A carotid color-flow duplex scan was used with all patients. The study employed a color-coded duplex ultrasonograph with ATL HDI 3000 (Bothell, Wash), which combines a real-time B-mode image (5–10 MHz) that is used to acquire sagittal (anterior-posterior, posterior-anterior, lateral) and transverse views of the extracranial carotid system, with a pulsed-wave color Doppler flowmetry (3.0 MHz).

Vascular stenosis diagnostic criteria

Carotid stenosis was diagnosed according to velocities (peak systolic, end diastolic) as well as artery ratios (internal carotid artery to common carotid artery). The reduction of 50% or greater in luminal diameter on either/both sides of the neck was regarded as significant stenosis based on previous publication30. The time interval was defined as interval from completion of RT to detection of carotid stenosis, or to the last ultrasound scan if no carotid stenosis was detected.

Statistical analysis

Our data were expressed as mean ± SD (standard deviation) unless noted. Comparisons between groups were performed using t-test or x2 test. Multivariate logistic regression was adopted to estimate risk factors for carotid stenosis.

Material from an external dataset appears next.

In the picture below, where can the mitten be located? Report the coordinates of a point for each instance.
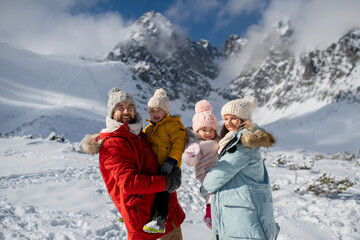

SPSS 20.0 (SPSS Inc., IL, USA) was applied to perform statistical analysis. We considered p < 0.05 in two-tailed tests as significant.

Conclusions

We believe that the present study was the first to make a comparison between IMRT and 2D-RT in terms of carotid stenosis in NPC patients. Our study revealed that older age was an independent hazard factor for significant carotid stenosis in irradiated NPC survivors, whereas IMRT was associated with decreased incidence of significant stenosis versus 2D-RT for NPC. Therefore, prevention and carotid ultrasound examination should be considered for older NPC survivors with longer interval from RT, especially those treated with 2D-RT.